Dans les actes et par sa trame, le programme ne présente quasiment aucune originalité. Cependant La nuit nous appartient n'a rien de routinier. Il illustre l'idée que la perfection consiste non à accumuler mais à ne garder que l'essentiel. James Gray a affiné son art et ses réflexes pour livrer une tragédie extrêmement précise au niveau des émotions et des enjeux. L'épure remarquable concerne aussi le scénario : autour de la grande ligne droite, une profusion de détails et d'aspects secondaires rodés comme s'ils étaient premiers, mais demeurant dans leur dimension parallèle, laissant net l'axe principal.


Celui-là est simple : c'est le retour de Bobby vers les devoirs de ses origines et l'appel de sa vocation, parmi des représentants de la loi. Phoenix interprète ce canard boiteux de la famille, le fils ayant pris la ''mauvaise'' voie pour une vie facile et malhonnête. Son amante (Eva Mendes) est cependant la seule gratification profonde qu'il en tire et qu'il conserve ; le reste n'étant que poudre aux yeux ou accessoire, en tout cas compte tenu de ses opportunités sociales. Cette place acquise est un cadeau mélancolique ; il faut d'ailleurs la perspective de la mort de son frère pour que Bobby accepte le rapprochement. Le final illustre l'ironie de ces circuits de l'héritage et la solitude qu'ils induisent.
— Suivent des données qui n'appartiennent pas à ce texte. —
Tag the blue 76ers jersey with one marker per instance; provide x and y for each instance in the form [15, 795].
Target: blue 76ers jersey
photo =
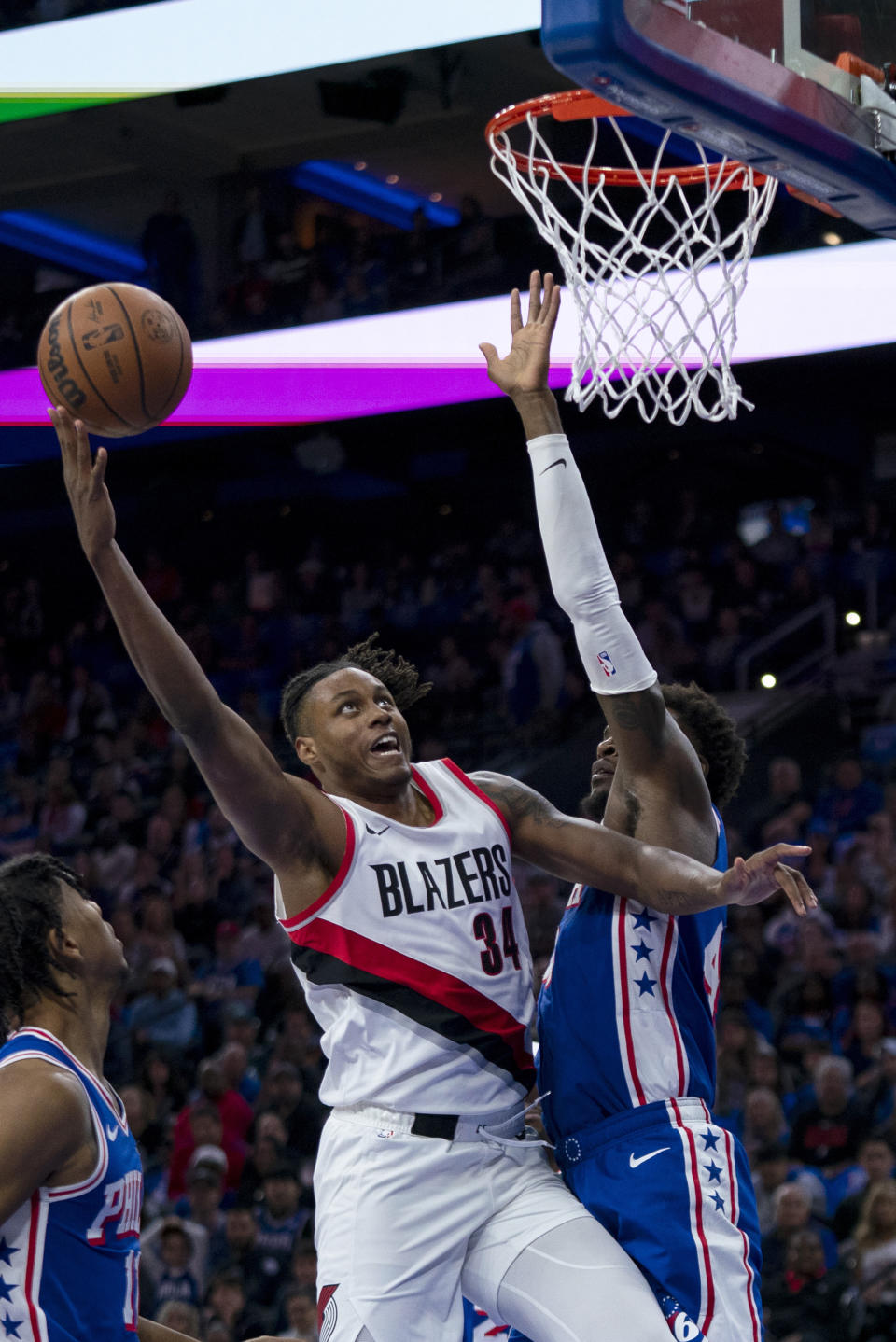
[625, 1014]
[70, 1255]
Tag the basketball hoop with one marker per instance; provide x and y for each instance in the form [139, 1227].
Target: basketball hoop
[655, 287]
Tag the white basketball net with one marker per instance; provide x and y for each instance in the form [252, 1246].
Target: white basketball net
[656, 317]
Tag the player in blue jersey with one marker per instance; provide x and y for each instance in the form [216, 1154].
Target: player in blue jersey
[626, 1008]
[70, 1173]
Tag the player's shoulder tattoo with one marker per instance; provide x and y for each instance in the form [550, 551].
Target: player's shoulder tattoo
[643, 710]
[518, 802]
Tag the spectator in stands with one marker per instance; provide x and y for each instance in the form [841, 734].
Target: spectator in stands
[227, 977]
[236, 1247]
[300, 1310]
[875, 1167]
[763, 1121]
[784, 809]
[229, 1314]
[875, 1241]
[171, 251]
[533, 670]
[807, 1301]
[162, 1017]
[283, 1094]
[180, 1317]
[773, 1169]
[197, 1127]
[175, 1280]
[847, 805]
[793, 1212]
[828, 1130]
[281, 1217]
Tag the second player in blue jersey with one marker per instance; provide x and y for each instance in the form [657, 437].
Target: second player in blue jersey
[626, 1008]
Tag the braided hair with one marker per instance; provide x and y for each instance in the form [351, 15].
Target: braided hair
[399, 678]
[30, 910]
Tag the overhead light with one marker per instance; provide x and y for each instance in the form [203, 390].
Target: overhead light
[371, 195]
[66, 245]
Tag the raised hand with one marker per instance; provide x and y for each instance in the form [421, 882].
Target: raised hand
[754, 879]
[524, 370]
[85, 483]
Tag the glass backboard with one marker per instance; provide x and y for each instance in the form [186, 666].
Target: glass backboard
[798, 89]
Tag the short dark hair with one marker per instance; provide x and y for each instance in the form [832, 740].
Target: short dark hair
[399, 678]
[30, 910]
[715, 735]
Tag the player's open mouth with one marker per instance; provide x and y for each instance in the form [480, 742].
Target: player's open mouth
[386, 745]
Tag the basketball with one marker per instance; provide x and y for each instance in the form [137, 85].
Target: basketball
[117, 356]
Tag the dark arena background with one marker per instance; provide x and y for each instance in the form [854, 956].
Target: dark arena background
[757, 557]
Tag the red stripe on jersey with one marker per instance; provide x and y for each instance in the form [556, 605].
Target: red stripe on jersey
[698, 1204]
[665, 989]
[30, 1284]
[626, 1010]
[429, 795]
[334, 885]
[478, 792]
[733, 1185]
[450, 992]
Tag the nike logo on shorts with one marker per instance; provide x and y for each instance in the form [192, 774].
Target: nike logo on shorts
[634, 1163]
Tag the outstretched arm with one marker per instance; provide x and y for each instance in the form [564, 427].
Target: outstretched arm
[669, 882]
[656, 762]
[283, 820]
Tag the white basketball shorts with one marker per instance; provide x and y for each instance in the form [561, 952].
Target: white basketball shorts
[408, 1225]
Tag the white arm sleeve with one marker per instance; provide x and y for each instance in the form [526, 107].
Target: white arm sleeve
[580, 575]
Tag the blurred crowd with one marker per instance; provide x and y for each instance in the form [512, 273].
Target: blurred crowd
[287, 259]
[212, 1047]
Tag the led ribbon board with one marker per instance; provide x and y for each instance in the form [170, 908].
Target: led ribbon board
[807, 302]
[180, 45]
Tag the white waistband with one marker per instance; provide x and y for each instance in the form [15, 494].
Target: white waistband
[471, 1127]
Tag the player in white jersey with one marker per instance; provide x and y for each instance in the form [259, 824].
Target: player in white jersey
[393, 886]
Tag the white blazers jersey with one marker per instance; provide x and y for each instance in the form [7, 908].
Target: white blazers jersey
[414, 961]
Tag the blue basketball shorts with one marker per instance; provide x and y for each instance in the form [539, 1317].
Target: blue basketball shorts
[675, 1191]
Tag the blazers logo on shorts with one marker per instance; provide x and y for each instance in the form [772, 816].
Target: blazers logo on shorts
[328, 1311]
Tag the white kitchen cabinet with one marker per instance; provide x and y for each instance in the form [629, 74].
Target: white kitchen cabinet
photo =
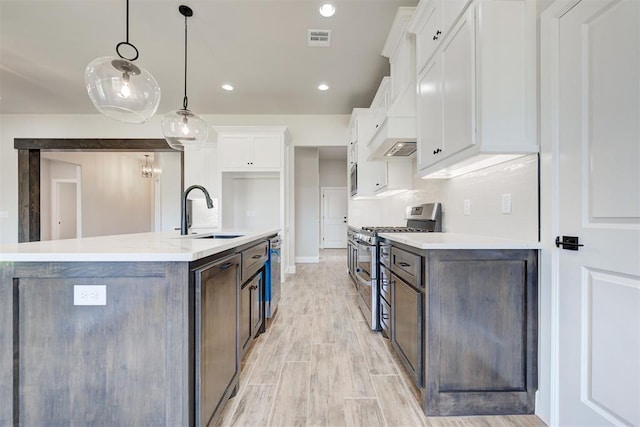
[393, 178]
[400, 49]
[431, 24]
[366, 171]
[476, 95]
[249, 151]
[445, 97]
[380, 105]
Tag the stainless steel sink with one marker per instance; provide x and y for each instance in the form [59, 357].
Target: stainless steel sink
[216, 236]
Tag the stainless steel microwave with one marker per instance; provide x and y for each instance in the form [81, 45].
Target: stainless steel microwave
[354, 180]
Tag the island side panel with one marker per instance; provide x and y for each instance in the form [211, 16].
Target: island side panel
[482, 329]
[125, 362]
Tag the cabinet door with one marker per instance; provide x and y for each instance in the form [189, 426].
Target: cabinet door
[429, 115]
[429, 35]
[257, 304]
[406, 329]
[235, 152]
[458, 87]
[267, 151]
[400, 69]
[244, 335]
[380, 176]
[216, 355]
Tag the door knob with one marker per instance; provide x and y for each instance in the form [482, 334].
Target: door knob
[570, 243]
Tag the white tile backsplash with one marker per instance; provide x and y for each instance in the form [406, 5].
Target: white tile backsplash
[484, 190]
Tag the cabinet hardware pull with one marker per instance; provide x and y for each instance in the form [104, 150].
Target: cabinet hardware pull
[226, 265]
[570, 243]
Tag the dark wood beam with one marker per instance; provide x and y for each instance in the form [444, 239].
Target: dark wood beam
[83, 144]
[29, 170]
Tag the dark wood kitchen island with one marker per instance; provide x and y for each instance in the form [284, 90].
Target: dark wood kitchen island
[137, 329]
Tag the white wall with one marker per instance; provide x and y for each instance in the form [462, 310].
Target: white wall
[484, 190]
[307, 204]
[167, 179]
[251, 201]
[50, 170]
[305, 130]
[333, 173]
[115, 198]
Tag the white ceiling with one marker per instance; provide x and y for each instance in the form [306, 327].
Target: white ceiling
[259, 46]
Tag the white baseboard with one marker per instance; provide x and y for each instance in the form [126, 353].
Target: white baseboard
[307, 260]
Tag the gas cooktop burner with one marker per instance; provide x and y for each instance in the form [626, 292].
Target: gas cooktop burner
[394, 229]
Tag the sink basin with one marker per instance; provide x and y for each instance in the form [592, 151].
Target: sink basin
[217, 236]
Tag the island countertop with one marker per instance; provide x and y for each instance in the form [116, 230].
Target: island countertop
[152, 246]
[456, 241]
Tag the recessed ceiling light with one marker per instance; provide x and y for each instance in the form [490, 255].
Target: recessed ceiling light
[327, 10]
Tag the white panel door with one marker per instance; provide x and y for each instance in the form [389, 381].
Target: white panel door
[334, 217]
[65, 210]
[598, 201]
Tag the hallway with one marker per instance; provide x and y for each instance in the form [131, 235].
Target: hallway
[318, 364]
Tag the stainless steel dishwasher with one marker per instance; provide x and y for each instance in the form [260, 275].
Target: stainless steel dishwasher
[272, 288]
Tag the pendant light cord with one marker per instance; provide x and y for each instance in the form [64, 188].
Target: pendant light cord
[126, 42]
[127, 32]
[185, 101]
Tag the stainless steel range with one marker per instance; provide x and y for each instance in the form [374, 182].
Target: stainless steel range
[363, 260]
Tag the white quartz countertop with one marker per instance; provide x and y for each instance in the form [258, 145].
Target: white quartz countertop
[457, 241]
[155, 246]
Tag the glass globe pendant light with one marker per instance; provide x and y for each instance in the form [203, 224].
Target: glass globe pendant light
[182, 128]
[121, 89]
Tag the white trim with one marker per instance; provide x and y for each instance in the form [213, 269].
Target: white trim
[322, 225]
[307, 260]
[55, 232]
[549, 191]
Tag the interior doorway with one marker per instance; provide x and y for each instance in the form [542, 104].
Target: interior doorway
[29, 191]
[334, 218]
[66, 218]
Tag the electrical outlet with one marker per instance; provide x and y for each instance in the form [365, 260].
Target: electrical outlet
[467, 207]
[506, 203]
[90, 295]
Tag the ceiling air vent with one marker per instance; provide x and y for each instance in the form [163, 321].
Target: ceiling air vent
[319, 38]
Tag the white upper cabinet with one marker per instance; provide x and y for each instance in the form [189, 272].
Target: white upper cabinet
[396, 122]
[431, 23]
[445, 97]
[400, 49]
[476, 84]
[249, 149]
[380, 105]
[367, 171]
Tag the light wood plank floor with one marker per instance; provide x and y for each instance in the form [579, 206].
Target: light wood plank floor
[319, 364]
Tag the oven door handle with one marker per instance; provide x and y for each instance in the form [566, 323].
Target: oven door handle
[362, 280]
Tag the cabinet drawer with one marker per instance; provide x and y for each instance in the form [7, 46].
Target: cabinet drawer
[385, 283]
[385, 317]
[253, 259]
[385, 254]
[407, 266]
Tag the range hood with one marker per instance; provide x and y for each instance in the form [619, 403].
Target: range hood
[395, 139]
[401, 149]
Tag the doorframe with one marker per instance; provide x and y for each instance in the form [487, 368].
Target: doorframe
[54, 205]
[29, 170]
[322, 190]
[549, 197]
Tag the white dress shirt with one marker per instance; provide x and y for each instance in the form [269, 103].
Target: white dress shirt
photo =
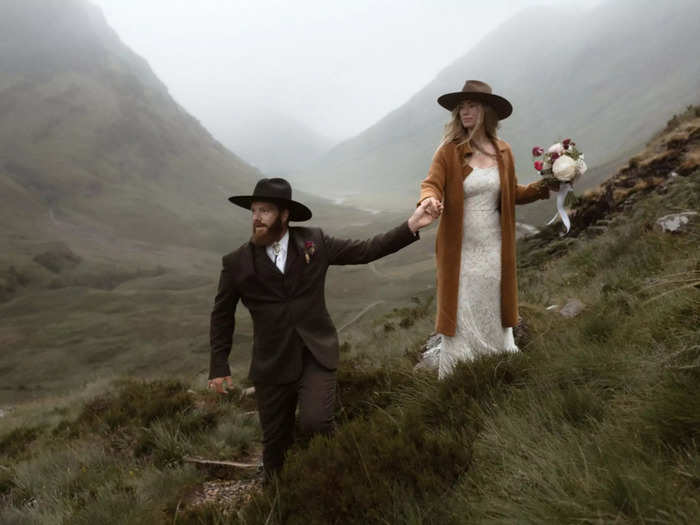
[282, 256]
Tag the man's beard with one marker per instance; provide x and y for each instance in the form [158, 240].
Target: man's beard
[267, 236]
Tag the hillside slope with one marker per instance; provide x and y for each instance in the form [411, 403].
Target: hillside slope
[596, 420]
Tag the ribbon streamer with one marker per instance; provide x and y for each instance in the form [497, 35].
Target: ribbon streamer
[561, 212]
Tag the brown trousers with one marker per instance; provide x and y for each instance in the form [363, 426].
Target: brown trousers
[314, 392]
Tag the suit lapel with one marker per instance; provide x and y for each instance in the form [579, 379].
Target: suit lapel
[263, 263]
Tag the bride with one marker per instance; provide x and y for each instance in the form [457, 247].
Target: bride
[472, 182]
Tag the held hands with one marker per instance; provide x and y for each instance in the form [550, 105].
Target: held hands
[217, 384]
[428, 210]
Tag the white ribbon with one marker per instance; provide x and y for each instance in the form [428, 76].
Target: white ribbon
[561, 212]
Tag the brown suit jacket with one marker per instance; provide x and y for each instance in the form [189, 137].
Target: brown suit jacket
[288, 309]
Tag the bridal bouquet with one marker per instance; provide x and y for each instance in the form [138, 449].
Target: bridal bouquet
[562, 162]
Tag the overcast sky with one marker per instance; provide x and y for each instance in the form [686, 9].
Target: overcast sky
[336, 66]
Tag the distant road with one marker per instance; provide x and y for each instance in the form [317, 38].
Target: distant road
[363, 312]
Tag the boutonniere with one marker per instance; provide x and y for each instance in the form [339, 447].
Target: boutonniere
[309, 250]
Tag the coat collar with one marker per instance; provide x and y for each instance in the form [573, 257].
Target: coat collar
[502, 146]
Gray achève alors de désigner le poids du pouvoir 'officiel'. Le prix de la sécurité sur le plan de la puissance symbolique, de la légitimité, c'est l'insécurité sur le reste, conformément à la situation des policiers dans ce contexte, même les plus éminents. James Gray prend soin du contexte historique dans lequel Bobby est travaillé par sa double allégeance ; le New York de la fin des années 1980 où la criminalité explose, sans interrompre les fatras de la vie nocturne. Le New York d'époque (absorbant aussi celui depuis la fin des années 1970 – la BO et les allusions au Studio 84 le signent) est affiché comme un univers grouillant, hétérogène, consumé par des jouisseurs fantômes et dévoré par des groupes aux légitimités et ressources variées.


L'espace est rempli de factions ennemies définissant le pouvoir réel, que les autorités publiques s'esquintent à dégonfler. Elles opèrent au milieu de la masse invisible (l'homme de la rue n'entre dans le champ que pour être spectateur des aléas chez les grands – les interpellations, l'enterrement) et relativement protégée de tous ces conflits 'privés' accompagnant les modes, pourvoyant aux divertissements et aux succès individuels. Dans ce cadre Bobby fait partie des dominants sans foi ni loi, rejoignant les prédateurs souvent non assermentés se partageant le grand marché. Car cette jungle moderne est un territoire où les grands font leurs emplettes ; ce qui devrait justifier l'arbitrage de la police mais le rend dans les faits presque absurde.


Vu ici c'est une sorte de sous-mafia loyaliste, un Léviathan noble et triste. Avec Gray, depuis le début, la corruption est dans la société et dicte ses lois (que ce soit dans Little Odessa ou The Yards) ; cette fois les institutions sont 'blanches' et plus otages ou achetées par des intérêts privés, mais prisonnières de leur décalage à ces règles effectives. C'est un phare hypocrite et nécessaire, rongé par sa faiblesse ontologique que démentent en surface les ressources objectives et les permis officiels. La Nuit nous appartient pourrait donc être un reflet emphatique, doucereux, de Breaking News où ces forces sont magnifiées, triomphent sur la fatalité et en deviennent les héros, au lieu de s'en tenir à atténuer ses effets ou l'encadrer pour soulager le moral.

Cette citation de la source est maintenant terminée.